R = Reinvest in the new reality
When we meet our children where they are in their grief process, we help them move towards the acceptance stage of grief. Children will become able and willing to invest in the new school closure reality because of their acceptance of it. Our parental leadership embodies the will to keep going despite the loss of special rites of passage. The result of our creative brainstorm invites our kids to bounce back from the setback by bringing the new idea(s) to life. New ways to signify academic-based rites of passage and achievements can never replace what would have been. And, enacting creative ways to honor our children’s academic milestones encourages the grit and resilience our children need to reinvest in their new challenging reality.

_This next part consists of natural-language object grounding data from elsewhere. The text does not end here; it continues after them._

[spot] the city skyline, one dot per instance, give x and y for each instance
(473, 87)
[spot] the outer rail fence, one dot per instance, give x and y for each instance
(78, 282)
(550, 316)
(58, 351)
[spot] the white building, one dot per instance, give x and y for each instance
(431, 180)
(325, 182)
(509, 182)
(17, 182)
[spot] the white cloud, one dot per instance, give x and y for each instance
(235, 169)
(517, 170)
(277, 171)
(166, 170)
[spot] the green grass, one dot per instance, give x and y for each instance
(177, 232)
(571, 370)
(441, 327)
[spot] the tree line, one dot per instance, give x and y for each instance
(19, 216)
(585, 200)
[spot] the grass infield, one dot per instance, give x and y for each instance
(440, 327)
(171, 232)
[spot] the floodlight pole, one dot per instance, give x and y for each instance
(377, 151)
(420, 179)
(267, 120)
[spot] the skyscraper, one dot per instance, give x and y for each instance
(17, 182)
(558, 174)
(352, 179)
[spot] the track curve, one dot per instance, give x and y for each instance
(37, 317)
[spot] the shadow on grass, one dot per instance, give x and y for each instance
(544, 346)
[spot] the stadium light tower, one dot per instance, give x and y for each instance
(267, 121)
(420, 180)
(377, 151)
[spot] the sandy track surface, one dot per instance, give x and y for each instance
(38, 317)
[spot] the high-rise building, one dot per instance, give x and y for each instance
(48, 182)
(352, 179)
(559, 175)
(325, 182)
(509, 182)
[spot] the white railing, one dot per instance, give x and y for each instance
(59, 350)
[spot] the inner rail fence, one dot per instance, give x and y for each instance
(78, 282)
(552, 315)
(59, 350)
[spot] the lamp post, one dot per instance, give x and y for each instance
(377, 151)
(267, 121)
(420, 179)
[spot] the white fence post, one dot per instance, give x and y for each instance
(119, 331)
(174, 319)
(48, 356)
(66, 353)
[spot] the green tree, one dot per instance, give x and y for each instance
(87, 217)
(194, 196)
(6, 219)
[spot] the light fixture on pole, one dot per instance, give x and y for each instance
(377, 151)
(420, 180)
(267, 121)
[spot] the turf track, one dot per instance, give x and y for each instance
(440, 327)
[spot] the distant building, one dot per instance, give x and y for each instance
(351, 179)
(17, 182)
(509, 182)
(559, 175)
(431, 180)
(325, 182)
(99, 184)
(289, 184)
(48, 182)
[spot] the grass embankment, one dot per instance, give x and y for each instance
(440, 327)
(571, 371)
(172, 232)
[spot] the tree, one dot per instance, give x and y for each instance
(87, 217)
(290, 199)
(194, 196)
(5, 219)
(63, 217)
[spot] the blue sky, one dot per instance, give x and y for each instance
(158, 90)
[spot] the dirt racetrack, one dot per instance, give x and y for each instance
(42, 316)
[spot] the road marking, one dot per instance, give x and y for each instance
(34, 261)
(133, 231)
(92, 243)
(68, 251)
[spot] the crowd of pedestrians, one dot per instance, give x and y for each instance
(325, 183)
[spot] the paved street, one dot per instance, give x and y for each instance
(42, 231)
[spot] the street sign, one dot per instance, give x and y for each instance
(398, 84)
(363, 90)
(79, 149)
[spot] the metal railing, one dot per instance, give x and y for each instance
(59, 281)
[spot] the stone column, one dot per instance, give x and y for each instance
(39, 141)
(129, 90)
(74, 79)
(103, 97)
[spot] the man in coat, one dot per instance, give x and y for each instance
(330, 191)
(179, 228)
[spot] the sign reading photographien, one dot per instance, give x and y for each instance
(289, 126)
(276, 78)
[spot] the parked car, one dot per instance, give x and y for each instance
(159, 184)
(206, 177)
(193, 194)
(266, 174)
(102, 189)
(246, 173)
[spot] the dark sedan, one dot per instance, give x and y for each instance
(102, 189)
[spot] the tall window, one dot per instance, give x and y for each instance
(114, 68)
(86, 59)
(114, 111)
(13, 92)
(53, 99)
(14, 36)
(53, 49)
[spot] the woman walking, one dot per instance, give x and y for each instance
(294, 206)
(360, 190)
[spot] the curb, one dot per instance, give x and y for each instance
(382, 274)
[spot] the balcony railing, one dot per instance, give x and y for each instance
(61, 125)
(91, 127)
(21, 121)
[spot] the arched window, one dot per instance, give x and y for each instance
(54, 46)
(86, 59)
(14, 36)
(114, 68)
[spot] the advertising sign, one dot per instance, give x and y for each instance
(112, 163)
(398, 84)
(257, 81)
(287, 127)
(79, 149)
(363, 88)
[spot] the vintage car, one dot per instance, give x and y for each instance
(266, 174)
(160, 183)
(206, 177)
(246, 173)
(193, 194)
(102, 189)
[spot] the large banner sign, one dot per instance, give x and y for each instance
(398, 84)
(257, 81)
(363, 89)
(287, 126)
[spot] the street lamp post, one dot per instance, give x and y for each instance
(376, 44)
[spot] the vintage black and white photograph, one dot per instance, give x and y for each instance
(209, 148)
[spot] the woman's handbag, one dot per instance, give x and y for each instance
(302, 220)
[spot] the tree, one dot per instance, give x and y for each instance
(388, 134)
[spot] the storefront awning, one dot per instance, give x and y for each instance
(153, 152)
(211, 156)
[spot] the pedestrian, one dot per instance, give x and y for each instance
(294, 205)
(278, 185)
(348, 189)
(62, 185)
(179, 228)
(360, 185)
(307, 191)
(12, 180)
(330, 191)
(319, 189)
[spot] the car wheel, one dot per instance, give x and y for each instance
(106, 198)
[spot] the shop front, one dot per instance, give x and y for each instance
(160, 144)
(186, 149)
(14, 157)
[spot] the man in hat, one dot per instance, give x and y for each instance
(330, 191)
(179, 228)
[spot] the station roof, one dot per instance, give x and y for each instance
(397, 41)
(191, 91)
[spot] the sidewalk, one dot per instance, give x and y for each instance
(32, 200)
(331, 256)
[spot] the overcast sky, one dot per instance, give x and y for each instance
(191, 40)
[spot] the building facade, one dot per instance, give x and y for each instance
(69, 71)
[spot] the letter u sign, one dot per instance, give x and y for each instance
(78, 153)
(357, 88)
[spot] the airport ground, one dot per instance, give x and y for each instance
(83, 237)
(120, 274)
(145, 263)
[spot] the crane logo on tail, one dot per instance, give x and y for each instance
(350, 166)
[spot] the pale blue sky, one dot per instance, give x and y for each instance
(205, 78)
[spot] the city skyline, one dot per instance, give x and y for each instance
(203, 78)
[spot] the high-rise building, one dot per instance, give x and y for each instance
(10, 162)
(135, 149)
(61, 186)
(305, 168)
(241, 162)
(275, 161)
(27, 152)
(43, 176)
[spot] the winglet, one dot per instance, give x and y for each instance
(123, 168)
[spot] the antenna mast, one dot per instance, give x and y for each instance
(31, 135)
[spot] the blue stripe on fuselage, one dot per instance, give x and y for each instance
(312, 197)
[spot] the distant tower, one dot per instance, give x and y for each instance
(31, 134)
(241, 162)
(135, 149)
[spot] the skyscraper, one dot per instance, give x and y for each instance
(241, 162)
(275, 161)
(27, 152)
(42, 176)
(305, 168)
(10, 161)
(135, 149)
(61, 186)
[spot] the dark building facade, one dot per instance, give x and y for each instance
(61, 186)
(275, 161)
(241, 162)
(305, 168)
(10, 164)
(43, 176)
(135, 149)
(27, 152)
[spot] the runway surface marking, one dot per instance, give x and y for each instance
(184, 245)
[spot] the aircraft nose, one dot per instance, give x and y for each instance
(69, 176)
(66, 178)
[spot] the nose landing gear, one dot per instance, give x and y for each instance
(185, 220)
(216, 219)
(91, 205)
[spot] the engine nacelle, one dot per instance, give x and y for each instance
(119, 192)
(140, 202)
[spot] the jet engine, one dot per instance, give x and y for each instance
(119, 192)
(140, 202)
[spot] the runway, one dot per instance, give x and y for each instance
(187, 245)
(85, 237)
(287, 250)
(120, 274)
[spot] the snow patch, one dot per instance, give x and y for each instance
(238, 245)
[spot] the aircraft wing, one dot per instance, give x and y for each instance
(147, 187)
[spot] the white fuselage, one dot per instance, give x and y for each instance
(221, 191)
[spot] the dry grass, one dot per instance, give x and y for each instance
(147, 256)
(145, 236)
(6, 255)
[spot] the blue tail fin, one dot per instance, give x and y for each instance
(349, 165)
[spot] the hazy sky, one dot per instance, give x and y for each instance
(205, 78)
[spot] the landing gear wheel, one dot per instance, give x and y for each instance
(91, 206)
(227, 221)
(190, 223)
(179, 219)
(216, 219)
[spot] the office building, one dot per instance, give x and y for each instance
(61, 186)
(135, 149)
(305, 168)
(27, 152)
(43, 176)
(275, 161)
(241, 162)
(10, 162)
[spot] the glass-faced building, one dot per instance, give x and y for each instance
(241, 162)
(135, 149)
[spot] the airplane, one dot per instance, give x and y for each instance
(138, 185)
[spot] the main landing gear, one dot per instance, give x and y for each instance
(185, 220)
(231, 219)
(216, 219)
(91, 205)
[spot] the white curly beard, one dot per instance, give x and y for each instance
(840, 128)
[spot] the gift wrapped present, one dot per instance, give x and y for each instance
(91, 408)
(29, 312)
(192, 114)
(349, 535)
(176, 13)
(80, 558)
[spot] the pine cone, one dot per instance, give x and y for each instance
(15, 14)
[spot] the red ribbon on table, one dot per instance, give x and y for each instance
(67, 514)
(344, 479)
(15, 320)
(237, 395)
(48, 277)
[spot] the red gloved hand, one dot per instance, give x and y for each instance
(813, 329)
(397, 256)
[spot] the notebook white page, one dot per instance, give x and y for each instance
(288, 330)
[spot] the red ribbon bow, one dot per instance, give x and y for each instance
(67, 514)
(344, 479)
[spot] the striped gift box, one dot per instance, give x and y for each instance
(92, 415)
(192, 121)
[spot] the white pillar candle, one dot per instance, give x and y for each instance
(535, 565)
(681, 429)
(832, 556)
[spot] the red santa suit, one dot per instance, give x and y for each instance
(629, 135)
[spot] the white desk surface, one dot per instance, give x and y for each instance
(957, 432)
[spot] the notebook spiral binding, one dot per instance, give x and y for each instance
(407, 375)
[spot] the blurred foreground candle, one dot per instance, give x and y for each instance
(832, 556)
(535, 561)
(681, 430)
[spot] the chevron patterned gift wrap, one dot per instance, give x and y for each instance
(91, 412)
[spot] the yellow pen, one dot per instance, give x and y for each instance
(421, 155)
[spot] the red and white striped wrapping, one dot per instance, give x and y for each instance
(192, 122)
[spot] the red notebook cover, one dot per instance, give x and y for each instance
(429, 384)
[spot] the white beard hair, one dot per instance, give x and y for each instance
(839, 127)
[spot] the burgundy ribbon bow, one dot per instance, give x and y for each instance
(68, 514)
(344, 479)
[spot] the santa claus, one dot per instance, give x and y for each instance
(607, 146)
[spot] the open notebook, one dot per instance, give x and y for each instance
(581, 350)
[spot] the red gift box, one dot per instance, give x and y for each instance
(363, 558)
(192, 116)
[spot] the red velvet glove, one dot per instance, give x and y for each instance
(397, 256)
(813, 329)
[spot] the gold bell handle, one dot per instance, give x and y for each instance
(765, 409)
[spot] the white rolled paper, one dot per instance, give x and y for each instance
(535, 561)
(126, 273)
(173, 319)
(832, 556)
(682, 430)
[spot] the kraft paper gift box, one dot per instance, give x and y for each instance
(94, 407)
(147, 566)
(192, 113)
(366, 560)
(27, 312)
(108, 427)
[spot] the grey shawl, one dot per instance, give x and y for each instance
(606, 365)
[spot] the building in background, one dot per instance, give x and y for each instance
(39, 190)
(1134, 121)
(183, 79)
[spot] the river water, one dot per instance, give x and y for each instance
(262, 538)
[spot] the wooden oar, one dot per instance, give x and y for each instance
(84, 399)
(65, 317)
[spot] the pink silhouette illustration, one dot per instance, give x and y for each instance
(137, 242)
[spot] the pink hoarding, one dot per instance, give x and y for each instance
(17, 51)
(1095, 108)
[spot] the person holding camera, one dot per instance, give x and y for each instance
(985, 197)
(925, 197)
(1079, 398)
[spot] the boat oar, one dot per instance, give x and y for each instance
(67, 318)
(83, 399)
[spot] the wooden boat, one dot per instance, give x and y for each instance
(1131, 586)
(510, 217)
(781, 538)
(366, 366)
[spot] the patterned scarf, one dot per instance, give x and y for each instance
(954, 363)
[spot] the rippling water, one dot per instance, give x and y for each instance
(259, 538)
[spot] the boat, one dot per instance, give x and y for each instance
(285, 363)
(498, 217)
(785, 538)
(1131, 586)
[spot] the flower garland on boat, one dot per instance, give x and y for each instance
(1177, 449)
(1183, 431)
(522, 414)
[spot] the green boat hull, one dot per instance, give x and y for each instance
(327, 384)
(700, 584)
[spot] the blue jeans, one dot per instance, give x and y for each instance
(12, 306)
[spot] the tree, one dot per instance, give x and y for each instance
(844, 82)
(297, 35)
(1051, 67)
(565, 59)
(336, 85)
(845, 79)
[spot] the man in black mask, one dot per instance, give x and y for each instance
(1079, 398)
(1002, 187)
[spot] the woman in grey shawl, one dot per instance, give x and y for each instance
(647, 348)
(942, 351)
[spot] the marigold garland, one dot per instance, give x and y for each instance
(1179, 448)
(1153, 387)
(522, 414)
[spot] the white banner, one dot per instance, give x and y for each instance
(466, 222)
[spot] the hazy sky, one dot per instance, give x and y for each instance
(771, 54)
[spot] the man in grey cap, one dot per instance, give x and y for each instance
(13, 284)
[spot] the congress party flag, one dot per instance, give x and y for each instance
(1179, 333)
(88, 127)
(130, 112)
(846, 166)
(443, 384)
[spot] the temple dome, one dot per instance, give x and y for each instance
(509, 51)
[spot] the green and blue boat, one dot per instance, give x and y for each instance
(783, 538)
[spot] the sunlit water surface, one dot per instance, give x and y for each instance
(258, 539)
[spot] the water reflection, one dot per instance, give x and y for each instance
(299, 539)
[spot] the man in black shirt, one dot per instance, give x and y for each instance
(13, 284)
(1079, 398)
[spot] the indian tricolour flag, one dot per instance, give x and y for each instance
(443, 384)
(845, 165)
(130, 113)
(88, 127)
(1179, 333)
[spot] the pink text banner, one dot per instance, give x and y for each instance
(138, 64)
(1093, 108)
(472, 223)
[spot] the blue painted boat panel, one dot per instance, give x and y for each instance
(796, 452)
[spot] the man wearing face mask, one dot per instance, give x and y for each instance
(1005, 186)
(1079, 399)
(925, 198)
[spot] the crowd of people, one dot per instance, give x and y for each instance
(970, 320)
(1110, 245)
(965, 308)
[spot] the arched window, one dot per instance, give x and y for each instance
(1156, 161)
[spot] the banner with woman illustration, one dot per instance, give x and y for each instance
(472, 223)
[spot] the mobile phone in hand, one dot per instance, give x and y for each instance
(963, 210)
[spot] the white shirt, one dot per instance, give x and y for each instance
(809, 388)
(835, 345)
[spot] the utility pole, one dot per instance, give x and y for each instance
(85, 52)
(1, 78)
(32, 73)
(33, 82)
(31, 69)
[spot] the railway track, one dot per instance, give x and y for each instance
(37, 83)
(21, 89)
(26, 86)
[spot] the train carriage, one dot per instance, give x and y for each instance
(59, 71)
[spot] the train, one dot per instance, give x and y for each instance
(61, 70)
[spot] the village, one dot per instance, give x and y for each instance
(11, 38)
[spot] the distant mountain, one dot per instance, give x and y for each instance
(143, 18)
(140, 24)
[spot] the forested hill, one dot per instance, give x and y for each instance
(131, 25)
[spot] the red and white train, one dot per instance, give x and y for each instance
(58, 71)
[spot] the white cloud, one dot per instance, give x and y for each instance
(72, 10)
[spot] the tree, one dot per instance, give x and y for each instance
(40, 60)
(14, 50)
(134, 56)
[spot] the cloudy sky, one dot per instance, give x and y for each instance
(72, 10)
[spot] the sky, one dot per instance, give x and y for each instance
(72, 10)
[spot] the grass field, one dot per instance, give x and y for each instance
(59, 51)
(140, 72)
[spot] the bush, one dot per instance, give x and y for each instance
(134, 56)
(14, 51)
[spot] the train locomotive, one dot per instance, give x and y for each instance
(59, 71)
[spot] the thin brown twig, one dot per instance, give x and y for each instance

Let’s remember that parents have earned our own right to grieve. We honor ourselves when we create space for our own process and experience and find our own support during this difficult time. Our front-line position in the battle to win our kid’s emotional well-being is worthy of our own self-care. Role modeling for our kids by taking care of ourselves is one of the most powerful forms of parenting.
Be well and take good care of you and the ones you love.